In [1]:
import torch
import transformers
from transformers import AutoModelForCausalLM, AutoTokenizer
checkpoint = "HuggingFaceTB/SmolLM2-135M-Instruct"
import re

In [2]:
device = "cpu"

In [3]:
tokenizer = AutoTokenizer.from_pretrained(checkpoint)
model = AutoModelForCausalLM.from_pretrained(checkpoint).to(device)

In [18]:
def generate_subtasks(task_description, model, tokenizer, num_subtasks):
    prompt = (
        f"You are a task planner. Break down the following task into exactly {num_subtasks} clear and actionable steps. "
        "Each subtask should be practical, specific, and easy to follow. The subtasks should be ordered logically, "
        "and should focus on accomplishing the task in a methodical way. Avoid any filler, general explanations, or placeholders. "
        "The goal is for someone to be able to follow these steps and complete "
        "the task without needing further clarification.\n\n"
        f"Task: {task_description}\n\n"
        "Subtasks:"
    )

    tokenizer.pad_token = tokenizer.eos_token

    with torch.no_grad():
        inputs = tokenizer(prompt, return_tensors="pt", padding=True, truncation=True).to(model.device)
        
        outputs = model.generate(
            **inputs,
            num_return_sequences=1,
            pad_token_id=tokenizer.eos_token_id,
            no_repeat_ngram_size=2,
            num_beams=1,
            early_stopping=True,
            max_new_tokens=256
        )
    
    generated_text = tokenizer.decode(outputs[0], skip_special_tokens=True)

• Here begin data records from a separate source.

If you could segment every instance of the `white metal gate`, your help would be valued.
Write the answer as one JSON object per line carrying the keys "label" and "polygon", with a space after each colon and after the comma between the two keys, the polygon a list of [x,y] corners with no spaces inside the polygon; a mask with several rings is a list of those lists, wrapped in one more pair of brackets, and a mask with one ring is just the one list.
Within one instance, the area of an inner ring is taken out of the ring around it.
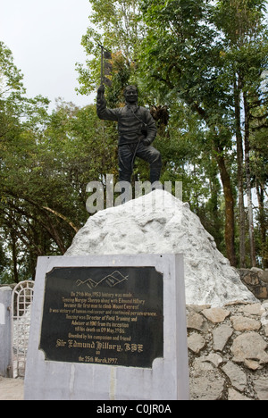
{"label": "white metal gate", "polygon": [[13,370],[12,376],[24,377],[30,326],[30,307],[33,300],[34,281],[21,281],[13,293]]}

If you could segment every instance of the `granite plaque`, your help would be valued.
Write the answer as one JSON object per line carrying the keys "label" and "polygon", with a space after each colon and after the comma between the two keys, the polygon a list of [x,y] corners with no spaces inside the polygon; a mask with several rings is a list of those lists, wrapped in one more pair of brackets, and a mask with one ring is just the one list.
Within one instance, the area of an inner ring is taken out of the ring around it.
{"label": "granite plaque", "polygon": [[55,267],[39,349],[46,361],[152,368],[163,357],[163,291],[155,267]]}

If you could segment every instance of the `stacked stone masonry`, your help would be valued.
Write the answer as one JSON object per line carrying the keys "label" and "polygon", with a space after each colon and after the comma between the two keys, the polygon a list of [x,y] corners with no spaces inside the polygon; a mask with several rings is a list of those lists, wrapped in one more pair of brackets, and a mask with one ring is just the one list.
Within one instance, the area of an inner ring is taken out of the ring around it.
{"label": "stacked stone masonry", "polygon": [[268,400],[268,300],[187,314],[191,400]]}

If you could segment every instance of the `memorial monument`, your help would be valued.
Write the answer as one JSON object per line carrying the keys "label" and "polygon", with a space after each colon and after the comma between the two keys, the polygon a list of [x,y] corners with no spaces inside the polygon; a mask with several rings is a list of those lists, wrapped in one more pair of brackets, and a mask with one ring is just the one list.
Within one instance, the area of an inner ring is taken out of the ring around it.
{"label": "memorial monument", "polygon": [[[154,185],[162,165],[152,146],[155,123],[138,105],[135,86],[124,96],[123,108],[108,109],[104,86],[97,90],[98,117],[118,121],[119,180],[130,183],[139,157],[150,164]],[[183,256],[39,257],[24,395],[26,400],[188,399]]]}

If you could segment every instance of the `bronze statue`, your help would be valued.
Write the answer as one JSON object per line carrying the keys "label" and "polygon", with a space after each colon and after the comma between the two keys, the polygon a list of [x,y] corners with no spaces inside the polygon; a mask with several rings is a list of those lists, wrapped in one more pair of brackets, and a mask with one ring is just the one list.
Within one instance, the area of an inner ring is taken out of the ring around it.
{"label": "bronze statue", "polygon": [[150,181],[159,181],[161,154],[152,146],[157,129],[150,112],[138,105],[138,88],[128,86],[124,90],[126,105],[107,109],[105,87],[97,89],[96,113],[100,119],[118,121],[119,180],[130,183],[136,156],[150,164]]}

    subtasks_section = generated_text.split("Subtasks:", 1)[-1].strip()
    subtasks = []
    
    # Match valid subtasks that start with a number followed by a period and space
    valid_subtask_regex = r"^\d+\.\s+"

    for line in subtasks_section.split("\n"):
        line = line.strip()
        if line and re.match(valid_subtask_regex, line):
            subtask_text = re.sub(r"^\d+\.\s*", "", line)  # Remove numbering
            subtasks.append(subtask_text.strip())  # Add the subtask text

    # Ensure exactly 'num_subtasks' subtasks, truncating if necessary
    subtasks = subtasks[:num_subtasks]

    # If there are fewer subtasks, fill in placeholders but avoid adding placeholders if it is an incomplete task
    while len(subtasks) < num_subtasks:
        subtasks.append("Complete the task.")

    return subtasks

In [19]:
subtasks = generate_subtasks("plan wedding", model, tokenizer, num_subtasks=8)

In [20]:
for i, subtask in enumerate(subtasks, 1):
    print(f"{i}. {subtask}")

1. Research wedding venues
2. Create a guest list
3. Choose a date and time for the wedding
4. Book a caterer
5. Arrange for flowers and decorations
6. Plan the ceremony and reception
7. Send out invitations
8. Prepare for last-minute changes